Some Factors that Trigger Cluster Attacks

Note: Triggers usually have an effect only during active cluster cycles. When the disorder is in remission, such triggers rarely set off the headaches.
  • Alcohol consumption.

  • High altitude (trekking, air travel).

  • Bright light (including sunlight).

  • Exertion.

  • Heat (hot weather, hot baths).

  • Foods high in nitrites.

  • Certain medications. (Those that cause blood vessel dilation, such as nitroglycerin, and various blood pressure medications.)

  • Cocaine.


HOW IS CLUSTER HEADACHE DIAGNOSED?

Medical and Personal History

For an accurate diagnosis, the patient should describe the following:
  • Duration and frequency of headaches.

  • Recent changes in their character.

  • The location of the pain.

  • The type (eg, throbbing or steady pressure).

  • The intensity of the headache.

  • Associated symptoms, such as visual disturbances or nausea and vomiting. (These are seen most often with migraines.)

  • Behaviors during a headache.

  • Sleep disturbances and daytime sleepiness (which could relate to sleep apnea, a possible risk factor for cluster headaches.)

Headache Diary to Identify Triggers

The patient should try to recall what seems to bring on the headache and anything that relieves it. Keeping a headache diary is a useful way to identify triggers that bring on headaches. Some tips include the following:
  • Be sure to include all events preceding an attack. Often two or more triggers interact to produce a headache. Experts are investigating triggers of headaches to determine if certain ones are more likely to set off different primary headaches.

  • Tracking medications is an important way of identifying possible rebound headache or transformed migraine.

  • Be sure to attempt to define the intensity of the headache. It may be indicated by using a number system:
1 = mild, barely noticeable.

2 = noticeable, but does not interfere with work/activities.

3 = distracts from work/activities.

4 = makes work/activities very difficult.

5 = incapacitating.

Physical Examination

In order to diagnose a chronic headache, the physician will examine the head and neck and will usually perform a neurologic examination, which includes a series of simple exercises to test strength, reflexes, coordination, and sensation. The physician may ask questions to test short-term memory and related aspects of mental function.

Ruling Out Other Headaches and Medical Disorders

As part of the diagnosis the physician should rule out other headaches and disorders. If the results of the history and physical examination suggest other or accompanying causes of headaches or serious complications, extensive, imaging tests are performed.

Chronic Paroxysmal Hemicrania. Chronic paroxysmal hemicrania is a close relative of cluster headache and very similar. It causes multiple, short, and severe daily headaches with similar symptoms. Unlike cluster headaches, the attacks are shorter (one to two minutes) and more frequent (occurring an average of 15 times a day). This headache tends to occur in women and always responds to treatment with indomethacin.

Tear in the Carotid Artery. Of note, in one case a tear in the carotid artery (which leads to the brain) caused a headache that very closely resembled a cluster headache and even responded to sumatriptan, a drug used to treat a cluster attack. Physicians should consider imaging tests for patients with a first episode of cluster headache in which this event is suspected.
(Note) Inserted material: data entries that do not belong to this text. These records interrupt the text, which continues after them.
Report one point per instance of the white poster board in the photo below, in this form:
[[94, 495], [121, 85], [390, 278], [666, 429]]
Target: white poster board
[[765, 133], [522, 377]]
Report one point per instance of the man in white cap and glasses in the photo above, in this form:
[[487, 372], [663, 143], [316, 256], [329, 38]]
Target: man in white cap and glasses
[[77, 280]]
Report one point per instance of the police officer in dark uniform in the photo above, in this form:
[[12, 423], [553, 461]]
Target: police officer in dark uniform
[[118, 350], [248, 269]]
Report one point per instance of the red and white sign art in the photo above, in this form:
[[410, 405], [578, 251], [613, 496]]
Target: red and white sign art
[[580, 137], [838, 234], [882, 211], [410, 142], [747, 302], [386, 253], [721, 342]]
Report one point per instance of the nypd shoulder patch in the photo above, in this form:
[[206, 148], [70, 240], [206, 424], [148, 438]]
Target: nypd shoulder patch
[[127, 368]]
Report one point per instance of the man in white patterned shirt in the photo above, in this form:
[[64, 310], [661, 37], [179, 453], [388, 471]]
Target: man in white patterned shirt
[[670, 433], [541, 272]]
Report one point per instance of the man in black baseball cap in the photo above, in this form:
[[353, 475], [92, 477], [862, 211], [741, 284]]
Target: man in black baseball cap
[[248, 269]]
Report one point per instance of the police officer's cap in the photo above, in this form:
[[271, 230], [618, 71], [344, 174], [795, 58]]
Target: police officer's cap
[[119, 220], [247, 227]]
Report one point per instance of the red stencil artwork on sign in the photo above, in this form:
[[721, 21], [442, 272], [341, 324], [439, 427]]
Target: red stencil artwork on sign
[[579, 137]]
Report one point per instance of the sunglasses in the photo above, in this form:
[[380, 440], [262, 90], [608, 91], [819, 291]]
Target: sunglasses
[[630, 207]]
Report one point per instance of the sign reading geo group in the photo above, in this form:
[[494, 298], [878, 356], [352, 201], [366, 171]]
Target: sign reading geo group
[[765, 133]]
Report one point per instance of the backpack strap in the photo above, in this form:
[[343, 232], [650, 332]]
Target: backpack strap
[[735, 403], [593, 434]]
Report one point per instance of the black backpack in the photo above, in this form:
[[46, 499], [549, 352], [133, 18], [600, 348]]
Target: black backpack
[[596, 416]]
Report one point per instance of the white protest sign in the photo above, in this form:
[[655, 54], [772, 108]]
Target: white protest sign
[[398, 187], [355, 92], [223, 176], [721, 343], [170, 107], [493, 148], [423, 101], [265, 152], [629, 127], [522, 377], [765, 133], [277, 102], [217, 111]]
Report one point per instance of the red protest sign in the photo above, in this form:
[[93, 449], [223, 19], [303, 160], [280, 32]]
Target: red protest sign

Other Headaches. Other common headaches that might resemble cluster headaches are migraine, trigeminal neuralgia (TN), temporal arteritis, and sinusitis headache. Cluster symptoms, however, are usually precise enough to rule out these other headaches. [ See Boxes, Headache Symptoms of Serious Underlying Disorders and Causes of Secondary Headaches.]

Imaging Tests

Imaging tests of the brain may be recommended under the following circumstances:
  • If the results of the history and physical examination suggest neurologic problems.

  • For patients with headache that wakes them at night.

  • For new headaches in the elderly. In this age group, it is particularly important to first rule out age-related disorders, including stroke, hypoglycemia, hydrocephalus, and head injuries (usually from falls).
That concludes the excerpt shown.